= J. Howard Redfield =

American mathematician

John Howard Redfield (June 8, 1879 – April 17, 1944) was an American mathematician, best known for discovery of what is now called Pólya enumeration theorem (PET) in 1927, ten years ahead of similar but independent discovery made by George Pólya. Redfield was a great-grandson of William Charles Redfield, one of the founders and the first president of AAAS.
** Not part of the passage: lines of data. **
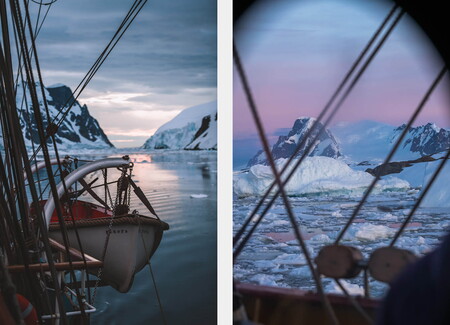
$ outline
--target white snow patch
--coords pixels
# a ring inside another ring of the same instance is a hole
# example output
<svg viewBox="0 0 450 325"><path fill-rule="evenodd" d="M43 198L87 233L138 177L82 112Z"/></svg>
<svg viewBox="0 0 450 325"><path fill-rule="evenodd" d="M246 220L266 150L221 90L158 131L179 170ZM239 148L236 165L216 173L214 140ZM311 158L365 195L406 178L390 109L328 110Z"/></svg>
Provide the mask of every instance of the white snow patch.
<svg viewBox="0 0 450 325"><path fill-rule="evenodd" d="M288 264L288 265L305 265L306 259L303 255L297 254L281 254L273 260L276 264Z"/></svg>
<svg viewBox="0 0 450 325"><path fill-rule="evenodd" d="M207 194L191 194L191 198L193 198L193 199L204 199L207 197L208 197Z"/></svg>
<svg viewBox="0 0 450 325"><path fill-rule="evenodd" d="M360 223L352 225L354 237L358 240L372 241L387 238L394 234L395 230L383 225Z"/></svg>
<svg viewBox="0 0 450 325"><path fill-rule="evenodd" d="M330 239L330 237L328 237L325 234L318 234L318 235L311 237L311 239L309 241L314 242L314 243L328 244L331 242L331 239Z"/></svg>
<svg viewBox="0 0 450 325"><path fill-rule="evenodd" d="M277 287L277 281L283 279L280 274L267 275L267 274L256 274L250 278L251 281L257 282L259 285Z"/></svg>
<svg viewBox="0 0 450 325"><path fill-rule="evenodd" d="M347 290L347 292L354 296L362 296L364 295L364 288L362 286L359 286L357 284L353 284L350 282L347 282L345 280L340 280L342 286ZM335 282L330 282L325 286L326 292L331 293L337 293L337 294L344 294L344 292L341 290L339 285Z"/></svg>

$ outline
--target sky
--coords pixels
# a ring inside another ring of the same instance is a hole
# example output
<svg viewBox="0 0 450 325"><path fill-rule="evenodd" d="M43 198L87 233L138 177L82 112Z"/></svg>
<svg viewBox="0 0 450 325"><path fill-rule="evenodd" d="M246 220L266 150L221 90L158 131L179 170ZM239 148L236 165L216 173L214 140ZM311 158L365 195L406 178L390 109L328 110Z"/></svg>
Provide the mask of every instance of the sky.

== Solution to MacMahon's conjecture ==
Redfield's ability is evident in letters exchanged among Redfield, Percy MacMahon, and Sir Thomas Muir, following the publication of Redfield's paper [1] in 1927. Apparently Redfield sent a copy of his paper to MacMahon. In reply (letter of November 19, 1927), MacMahon expresses the view that Redfield has made a valuable contribution to the subject and goes on to mention a conjecture which he himself made in his recently delivered Rouse-Ball memorial lecture. He also says that it is probable that Redfield's work would lead to a proof of it. Such was the case: in a draft reply dated December 26, 1927, Redfield writes:
 "I am now able to demonstrate your conjectured expression...".
MacMahon, who had failed to prove it himself and then put the matter before men at both Cambridge and Oxford "without effect", delightedly wrote to Redfield (letter of January 9, 1928):
 "when you first wrote to me I formed the opinion that with your powerful handling of the theory of substitutions it would be childs play to you and I was right. I congratulate you and feel sure that your methods will carry you far."
MacMahon urged Redfield to publish his new results and also informed Muir about them. In a letter to Redfield dated December 31, 1931, Muir also encourages him to publish his verification "without waiting for MacMahon's executors" and suggests the Journal of the London Mathematical Society as an appropriate medium. As far as is known, Redfield did not follow up this suggestion, but the proof of MacMahon's conjecture was included in an unpublished manuscript which appears to be a sequel to the paper [3].

== Redfield's contemporaries on him ==
A letter from Professor Cletus Oakley to Frank Harary, dated December 19, 1963, reads in part:
 "Howard Redfield was a graduate of Haverford College in the Class of 1899. He was a man of very broad interests and we do not have a continuous record of his doings. Directly after leaving college, he worked as a civil engineer. In college he took a lot of languages and mathematics. (There was no major department in those days.) After graduating from Haverford with a B.S. degree, he took a S.B. degree in M.I.T. and a M.A. and Ph.D. (mathematics) at Harvard. During the year 1907-1908, he studied romance philology at the University of Paris. In 1908-1909, he was an instructor in mathematics at Worcester Polytechnic Institute, Worcester, Massachusetts. In 1910-1911 he taught French at Swarthmore College and from 1912-1914 he was an assistant professor of romance languages at Princeton University. From 1916 onward until his death in 1944, he was a practicing civil engineer in Wayne, Pennsylvania. "
 "I knew him from about 1938-1944. Indeed in 1940 he came to Haverford College and gave us some lectures on 'Electronic Digital Computers' (this was slightly before Eckert-Mauchly). Knowing him as I did in those later years, I could well understand how he would not make a great teacher. He was completely off in the clouds at all times. He never looked at you, he spoke softly with his eyes on the floor, he worked with his back to you and wrote on the board. His board work, however, was impeccable. It could have been photographed and printed by photo offset it was so perfect."
 "He came to Haverford to talk to our math club many times and always had something new to say..."

Redfield's brother, Alfred, a marine biologist-oceanographer and former Associate Director of the Woods Hole Oceanographic Institution, wrote (letter to E. Keith Lloyd, September 8, 1976):
 "During the later years of his life, he turned to mathematics and I usually found him working at it when I called on him. It was evident that this was his true love."

== Publications ==
1. Redfield, J. Howard (1927). "The Theory of Group-Reduced Distributions"
2. Redfield, J. Howard (1935). "Music: A Science and an Art"
3. Redfield, J. Howard (1984). "Enumeration by frame group and range groups"
  - This publication is based on a manuscript discovered in Redfield's legacy by his daughter. The correspondence found with the manuscript revealed that it had been submitted for publication in the American Journal of Mathematics on October 19, 1940 and was rejected by the editors in a brief letter of January 7, 1941. Redfield answered the objections of the referee in great detail ten days later and asked specific questions, but he never received a reply to his rebuttal. Apparently it was not subsequently resubmitted elsewhere. The significance of this paper is discussed in.
4. Redfield, J. Howard (2000). "Group theory applied to combinatory analysis"
  - This publication represents a typescript of a lecture delivered by Redfield in 1937. According to Lloyd, “The text of Redfield's lecture is very readable, and anyone wishing to study his work would be well advised to read the lecture before passing on to his 1927 and 1940 papers.”